Randolph County, in southwest Georgia near Albany, wants to close and consolidate seven of its nine voting precincts into two. Democrats and the ACLU have seized upon this story to claim Republicans want to steal the governor’s election from Democrat Stacey Abrams. The facts do not bear that out.
It is unfortunate we are living in such hyper partisan times that a nothing-burger of a story can be pushed into the space of viral internet cat videos and outrage memes about President Donald Trump. The media, however, is determined to tie every story possible to the idea that Republicans are racist, closet Nazis intent on denying black people the right to vote. Democrats likewise are forced to start laying the groundwork now to explain Abrams’ November loss as something other than she ran too far left and did not actually have the ground presence she claimed.

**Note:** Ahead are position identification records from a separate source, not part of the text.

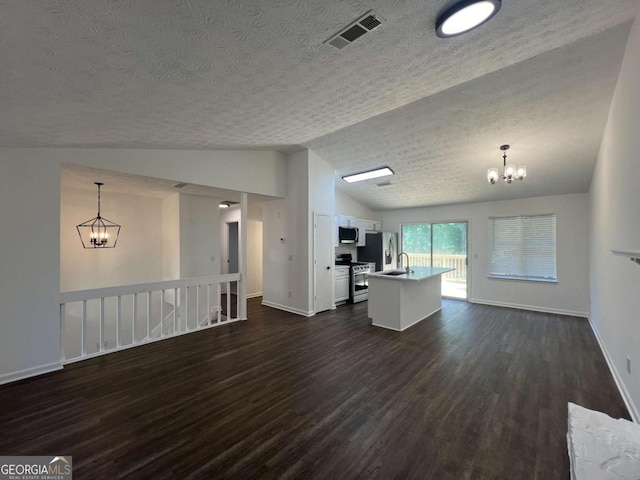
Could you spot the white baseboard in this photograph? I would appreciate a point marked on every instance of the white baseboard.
(286, 308)
(624, 393)
(532, 308)
(29, 372)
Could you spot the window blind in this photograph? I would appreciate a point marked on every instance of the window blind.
(523, 247)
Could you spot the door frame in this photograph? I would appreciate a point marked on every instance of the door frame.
(228, 244)
(469, 262)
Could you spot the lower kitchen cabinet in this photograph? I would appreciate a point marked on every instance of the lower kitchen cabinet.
(342, 285)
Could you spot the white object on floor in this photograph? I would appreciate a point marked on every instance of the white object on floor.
(602, 448)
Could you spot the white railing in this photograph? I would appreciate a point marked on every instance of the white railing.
(459, 262)
(104, 320)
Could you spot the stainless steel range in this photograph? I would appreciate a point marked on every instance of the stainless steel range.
(358, 277)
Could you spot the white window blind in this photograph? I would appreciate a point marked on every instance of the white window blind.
(523, 247)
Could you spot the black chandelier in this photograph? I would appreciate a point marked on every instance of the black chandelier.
(98, 232)
(510, 172)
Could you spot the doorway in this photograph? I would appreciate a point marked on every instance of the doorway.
(440, 245)
(232, 247)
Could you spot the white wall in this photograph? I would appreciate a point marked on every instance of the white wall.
(30, 184)
(345, 205)
(171, 237)
(199, 236)
(29, 266)
(322, 199)
(288, 233)
(570, 295)
(138, 255)
(285, 282)
(615, 224)
(260, 172)
(254, 244)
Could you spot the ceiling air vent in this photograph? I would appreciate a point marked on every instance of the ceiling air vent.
(355, 30)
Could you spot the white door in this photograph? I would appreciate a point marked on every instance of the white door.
(323, 261)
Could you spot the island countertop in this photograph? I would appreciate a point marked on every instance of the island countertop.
(419, 273)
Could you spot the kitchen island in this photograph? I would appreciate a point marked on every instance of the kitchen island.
(398, 299)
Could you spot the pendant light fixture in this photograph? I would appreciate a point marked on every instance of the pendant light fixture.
(510, 172)
(466, 15)
(98, 232)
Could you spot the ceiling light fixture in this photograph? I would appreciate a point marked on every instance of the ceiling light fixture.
(509, 171)
(466, 15)
(98, 232)
(369, 174)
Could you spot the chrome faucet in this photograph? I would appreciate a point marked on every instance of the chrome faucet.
(407, 269)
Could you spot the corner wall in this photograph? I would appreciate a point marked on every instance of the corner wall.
(286, 238)
(569, 296)
(615, 224)
(30, 266)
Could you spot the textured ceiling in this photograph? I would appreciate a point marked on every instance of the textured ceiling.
(551, 109)
(196, 74)
(74, 176)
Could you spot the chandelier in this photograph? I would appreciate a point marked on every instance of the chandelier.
(510, 172)
(98, 232)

The majority Democrat, majority black county is one of the poorest in Georgia. Twenty-eight percent of the population is below the poverty line and 53 percent of people under the age of 18 live in poverty. The county has no tax base from which to raise more money and struggles to pay its bills.
One of the ways the county has sought to save money is by consolidating its nine voting precincts into two. Each voting precinct requires money for voting machines, workers and buildings. Compounding the problem, none of the precincts are compliant with federal disabilities law. Upgrading those precincts to be compliant would cost more money that the county does not have.
The outside consultant for Randolph County looking at these issues proposed merging precincts. Local opposition to the plan grew for two major reasons. First, the county wanted to make the changes during the election cycle after votes had already been cast at those precincts and, second, it would put a lot of voters further from their voting precincts. Both are fair points and even Georgia Secretary of State Brian Kemp, Abrams’ Republican challenger, has said rather forcefully that Randolph County should wait to do anything until after the election.
But few these days let facts get in the way of a good story. Democrats decided immediately that the consultant was a Kemp plant. The man had made a campaign donation to Kemp in the past and was using the secretary of state’s own guidance in his consolidation plan. Kemp’s office had told counties that one cost savings measure they could make would be to review and consolidate voting precincts. Kemp’s office, of course, never said to get rid of them all or even to begin the process during an election.
The other fact is Randolph is a reliably Democrat county, having gone for Jason Carter against Nathan Deal in the last governor’s election and Hillary Clinton against Trump. The county leaders pushing this are not Kemp-supporting Republicans, but rather longtime Democrats. In fact, the precincts that would be abolished are the Republican precincts. Of the nine precincts, Clinton won the majority of the vote in the county overall and won in four of the nine precincts. The five precincts Trump won as well as two of Clinton’s precincts would disappear, folded into the two other precincts Clinton won. The people who would be placed furthest from their voting precincts are the Republicans in Randolph County.
This is not a scheme to stop Democrats. It is a Democrat backed plan to save money in a very poor county. But they should wait till after November to consider it.
Erick Erickson is host of Atlanta’s Evening News on WSB Radio.